我们在第3.1节介绍分数匹配方法，并在第3.2节阐述训练方法。第3.3和3.4节将该方法扩展到不同噪声尺度下的负对数密度近似，并引入正则化项以促进多尺度近似的结合。第3.5节讨论视频特征的选择。图1展示了本方法的框架示意图。

3.1. Background: Denoising score matching

3.1. 背景：去噪分数匹配

Vincent [41] proposed a method to train a neural network $s$ , parameterized with a vector $\theta$ , to approximate the gradient of the negative log-density function of data perturbed with iid Gaussian noise, in the sense of solving

Vincent [41] 提出了一种训练神经网络 $s$ 的方法，该网络由向量 $\theta$ 参数化，用于近似被独立同分布高斯噪声干扰的数据的负对数密度函数的梯度，其求解目标为

$$
\operatorname*{min}{\theta}\mathbb{E}{\tilde{\mathbf{x}}\sim q(\tilde{\mathbf{x}})}\left|s_{\theta}(\tilde{\mathbf{x}})+\nabla_{\tilde{\mathbf{x}}}\log q(\tilde{\mathbf{x}})\right|_{2}^{2}.
$$

$$
\operatorname*{min}{\theta}\mathbb{E}{\tilde{\mathbf{x}}\sim q(\tilde{\mathbf{x}})}\left|s_{\theta}(\tilde{\mathbf{x}})+\nabla_{\tilde{\mathbf{x}}}\log q(\tilde{\mathbf{x}})\right|_{2}^{2}.
$$

This gradient approximation forms the foundation of a family of generative models [38] which initialize a sample with noise and use the log-gradient approximation to drive the sample close to the mode of the distribution.

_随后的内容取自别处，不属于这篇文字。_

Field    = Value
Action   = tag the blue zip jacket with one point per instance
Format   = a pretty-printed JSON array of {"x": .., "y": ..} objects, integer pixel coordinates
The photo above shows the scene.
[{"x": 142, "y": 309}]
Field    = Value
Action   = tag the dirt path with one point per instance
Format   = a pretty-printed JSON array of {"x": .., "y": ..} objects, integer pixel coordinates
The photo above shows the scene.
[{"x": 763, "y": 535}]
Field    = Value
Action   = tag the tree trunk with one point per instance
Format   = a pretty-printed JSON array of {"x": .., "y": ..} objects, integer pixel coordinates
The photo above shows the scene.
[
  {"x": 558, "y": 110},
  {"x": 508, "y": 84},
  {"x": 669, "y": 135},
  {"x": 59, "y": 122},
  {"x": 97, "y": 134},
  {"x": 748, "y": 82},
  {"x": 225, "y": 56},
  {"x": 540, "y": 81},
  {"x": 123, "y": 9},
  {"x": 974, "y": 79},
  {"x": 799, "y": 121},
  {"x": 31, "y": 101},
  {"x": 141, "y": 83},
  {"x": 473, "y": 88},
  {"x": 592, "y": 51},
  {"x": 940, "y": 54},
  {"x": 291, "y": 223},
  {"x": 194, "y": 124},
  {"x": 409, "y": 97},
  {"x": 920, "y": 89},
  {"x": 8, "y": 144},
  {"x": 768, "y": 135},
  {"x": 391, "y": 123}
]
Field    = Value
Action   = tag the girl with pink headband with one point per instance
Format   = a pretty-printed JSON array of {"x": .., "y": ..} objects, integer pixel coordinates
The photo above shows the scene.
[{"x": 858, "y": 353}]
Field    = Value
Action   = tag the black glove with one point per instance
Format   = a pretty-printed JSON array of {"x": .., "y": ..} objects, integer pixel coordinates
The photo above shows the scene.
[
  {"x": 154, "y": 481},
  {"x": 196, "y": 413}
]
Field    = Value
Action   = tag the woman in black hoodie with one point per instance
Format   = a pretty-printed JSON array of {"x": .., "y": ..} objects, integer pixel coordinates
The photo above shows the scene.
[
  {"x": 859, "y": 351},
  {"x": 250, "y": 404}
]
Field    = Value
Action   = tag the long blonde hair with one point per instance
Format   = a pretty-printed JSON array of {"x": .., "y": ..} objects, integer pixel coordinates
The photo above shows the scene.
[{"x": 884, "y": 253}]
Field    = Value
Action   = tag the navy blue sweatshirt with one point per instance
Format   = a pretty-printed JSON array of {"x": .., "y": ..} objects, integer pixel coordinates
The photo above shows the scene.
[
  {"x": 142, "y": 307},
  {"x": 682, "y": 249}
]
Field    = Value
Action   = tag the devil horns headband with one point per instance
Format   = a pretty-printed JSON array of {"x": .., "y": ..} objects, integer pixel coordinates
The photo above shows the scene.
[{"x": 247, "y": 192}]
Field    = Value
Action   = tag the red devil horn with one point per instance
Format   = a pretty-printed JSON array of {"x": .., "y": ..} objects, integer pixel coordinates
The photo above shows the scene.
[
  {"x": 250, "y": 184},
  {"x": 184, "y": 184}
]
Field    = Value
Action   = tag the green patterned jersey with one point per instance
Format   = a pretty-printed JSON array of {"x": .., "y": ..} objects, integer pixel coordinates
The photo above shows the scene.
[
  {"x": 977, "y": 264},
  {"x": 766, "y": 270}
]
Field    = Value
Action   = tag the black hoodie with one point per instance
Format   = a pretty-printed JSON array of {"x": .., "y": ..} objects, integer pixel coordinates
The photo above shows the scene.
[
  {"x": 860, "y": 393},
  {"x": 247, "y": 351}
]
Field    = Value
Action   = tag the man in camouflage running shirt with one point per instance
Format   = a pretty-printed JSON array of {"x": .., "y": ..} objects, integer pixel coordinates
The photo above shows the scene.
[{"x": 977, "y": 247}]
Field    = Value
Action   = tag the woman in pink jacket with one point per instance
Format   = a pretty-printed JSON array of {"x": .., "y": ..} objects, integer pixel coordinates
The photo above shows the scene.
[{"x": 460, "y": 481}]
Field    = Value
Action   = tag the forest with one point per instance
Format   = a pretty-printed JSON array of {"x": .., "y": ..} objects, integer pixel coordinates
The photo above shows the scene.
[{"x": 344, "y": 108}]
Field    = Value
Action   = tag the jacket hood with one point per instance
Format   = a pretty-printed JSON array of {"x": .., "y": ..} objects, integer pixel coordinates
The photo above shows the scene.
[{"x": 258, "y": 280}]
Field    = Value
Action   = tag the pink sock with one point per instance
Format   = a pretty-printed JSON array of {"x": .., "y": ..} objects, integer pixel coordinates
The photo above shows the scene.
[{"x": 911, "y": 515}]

We will show that it also enables effective detection of video anomalies.

该梯度近似方法构成了一系列生成式模型的基础[38]，这些模型通过噪声初始化样本，并利用对数梯度近似驱动样本接近分布模态。我们将证明该方法也能有效检测视频异常。

Directly evaluating the objective (2) is impossible because $q(\tilde{\mathbf{x}})$ is not known analytically, but Vincent [41] showed that it is equivalent, up to a constant, to

直接评估目标函数 (2) 是不可能的，因为 $q(\tilde{\mathbf{x}})$ 无法解析求出，但 Vincent [41] 证明它在常数范围内等价于

$$
\operatorname*{min}{\theta}\mathbb{E}{\tilde{\mathbf{x}}\sim\mathcal{N}(\tilde{\mathbf{x}})}\left|s_{\theta}(\tilde{\mathbf{x}})-\frac{\tilde{\mathbf{x}}-\mathbf{x}}{\sigma^{2}}\right|_{2}^{2},
$$

$$
\operatorname*{min}{\theta}\mathbb{E}{\tilde{\mathbf{x}}\sim\mathcal{N}(\tilde{\mathbf{x}})}\left|s_{\theta}(\tilde{\mathbf{x}})-\frac{\tilde{\mathbf{x}}-\mathbf{x}}{\sigma^{2}}\right|_{2}^{2},
$$

which can be evaluated effectively. This gives rise to a stochastic algorithm for training $s$ that iterates: composing a batch of noise-free training data $\mathbf{x}$ , perturbing it with Gaussian noise to obtain a batch of noisy data $\tilde{\bf x}$ , and making a gradient step on the expectation in Eq. (3), evaluated for the batch. Since this resembles training $s$ to predict the noise injected to $\mathbf{x}$ , it is often called denoising score matching.

这催生了一种用于训练 $s$ 的随机算法，其迭代过程包括：构建一批无噪声训练数据 $\mathbf{x}$，用高斯噪声扰动得到一批含噪数据 $\tilde{\bf x}$，并对式 (3) 中的期望进行梯度下降（基于当前批次计算）。由于这种训练方式类似于让 $s$ 预测注入到 $\mathbf{x}$ 的噪声，因此常被称为去噪分数匹配。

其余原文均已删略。